Resisting normalization

Efforts to normalize a dimensional database can actually prohibit an efficient dimensional design.

If the four foreign keys of the fact table are tightly administered consecutive integers, you could reserve as little as 16 bytes for all four keys (4 bytes each for time, product, customer, and geography) of the fact table. If the four measures in the fact table were each 4-byte integer columns, you would need to reserve only another 16 bytes. Thus, each record of the fact table would be only 32 bytes. Even a billion-row fact table would require only about 32 gigabytes of primary data space.

With its compact keys and data, such a storage-lean fact table is typical for dimensional databases. The fact table in a dimensional model is by nature highly normalized. You cannot further normalize the extremely complex many-to-many relationships among the four keys in the fact table because no correlation exists between the four dimension tables. Virtually every product is sold every day to all customers in every region.

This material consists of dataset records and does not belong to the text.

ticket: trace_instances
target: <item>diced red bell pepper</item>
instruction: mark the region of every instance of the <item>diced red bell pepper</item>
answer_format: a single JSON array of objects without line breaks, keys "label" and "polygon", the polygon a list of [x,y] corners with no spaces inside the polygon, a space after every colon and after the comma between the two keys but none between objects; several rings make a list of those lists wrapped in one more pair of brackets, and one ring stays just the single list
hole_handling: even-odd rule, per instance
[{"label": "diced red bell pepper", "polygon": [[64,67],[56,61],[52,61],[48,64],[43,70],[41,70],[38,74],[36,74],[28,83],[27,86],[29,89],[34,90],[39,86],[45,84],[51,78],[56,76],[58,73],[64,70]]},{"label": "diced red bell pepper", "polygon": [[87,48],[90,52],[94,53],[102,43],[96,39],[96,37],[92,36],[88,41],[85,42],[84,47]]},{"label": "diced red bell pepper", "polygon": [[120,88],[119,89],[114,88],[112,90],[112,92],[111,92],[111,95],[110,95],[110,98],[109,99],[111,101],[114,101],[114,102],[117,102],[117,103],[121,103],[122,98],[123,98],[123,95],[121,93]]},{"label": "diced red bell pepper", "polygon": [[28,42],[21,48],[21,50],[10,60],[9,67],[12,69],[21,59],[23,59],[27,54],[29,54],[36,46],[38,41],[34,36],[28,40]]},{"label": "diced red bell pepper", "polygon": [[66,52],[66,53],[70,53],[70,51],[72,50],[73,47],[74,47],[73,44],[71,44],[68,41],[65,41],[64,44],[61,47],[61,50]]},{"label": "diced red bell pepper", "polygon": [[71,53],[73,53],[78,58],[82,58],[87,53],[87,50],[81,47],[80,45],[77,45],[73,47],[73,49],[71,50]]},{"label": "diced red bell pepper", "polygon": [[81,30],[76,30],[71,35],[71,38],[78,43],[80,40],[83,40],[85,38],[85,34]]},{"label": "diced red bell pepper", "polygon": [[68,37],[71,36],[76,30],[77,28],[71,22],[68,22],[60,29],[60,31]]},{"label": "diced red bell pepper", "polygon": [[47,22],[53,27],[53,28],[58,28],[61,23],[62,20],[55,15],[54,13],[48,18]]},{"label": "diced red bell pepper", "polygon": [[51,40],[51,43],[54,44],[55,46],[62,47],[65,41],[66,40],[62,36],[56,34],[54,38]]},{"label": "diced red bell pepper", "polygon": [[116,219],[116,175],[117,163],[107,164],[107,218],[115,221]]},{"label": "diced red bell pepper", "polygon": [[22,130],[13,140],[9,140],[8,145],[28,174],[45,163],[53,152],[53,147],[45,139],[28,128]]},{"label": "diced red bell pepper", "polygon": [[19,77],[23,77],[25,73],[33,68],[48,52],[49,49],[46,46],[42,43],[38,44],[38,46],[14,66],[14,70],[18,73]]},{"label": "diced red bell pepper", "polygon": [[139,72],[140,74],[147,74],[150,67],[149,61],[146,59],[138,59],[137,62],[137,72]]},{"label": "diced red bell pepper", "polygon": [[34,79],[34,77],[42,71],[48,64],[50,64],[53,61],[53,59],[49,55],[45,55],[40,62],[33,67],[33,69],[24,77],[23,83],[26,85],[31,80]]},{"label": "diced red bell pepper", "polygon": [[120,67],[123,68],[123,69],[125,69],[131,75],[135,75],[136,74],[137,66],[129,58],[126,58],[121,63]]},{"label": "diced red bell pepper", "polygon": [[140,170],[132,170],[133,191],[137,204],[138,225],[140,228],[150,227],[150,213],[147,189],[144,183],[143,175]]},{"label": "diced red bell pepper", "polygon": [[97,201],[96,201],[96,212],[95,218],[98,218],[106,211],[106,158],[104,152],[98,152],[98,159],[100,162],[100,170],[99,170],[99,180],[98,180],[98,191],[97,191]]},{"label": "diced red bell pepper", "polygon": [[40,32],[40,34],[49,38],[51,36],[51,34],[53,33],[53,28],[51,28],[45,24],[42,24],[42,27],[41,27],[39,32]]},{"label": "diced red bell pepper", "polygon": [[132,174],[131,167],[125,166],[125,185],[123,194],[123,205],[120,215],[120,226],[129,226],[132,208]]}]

The fact table is the largest table in a dimensional database. Because the dimension tables are usually much smaller than the fact table, you can ignore the dimension tables when you calculate the disk space for your database. Efforts to normalize any of the tables in a dimensional database solely to save disk space are pointless. Furthermore, normalized dimension tables undermine the ability of users to explore a single dimension table to set constraints and choose useful row headers.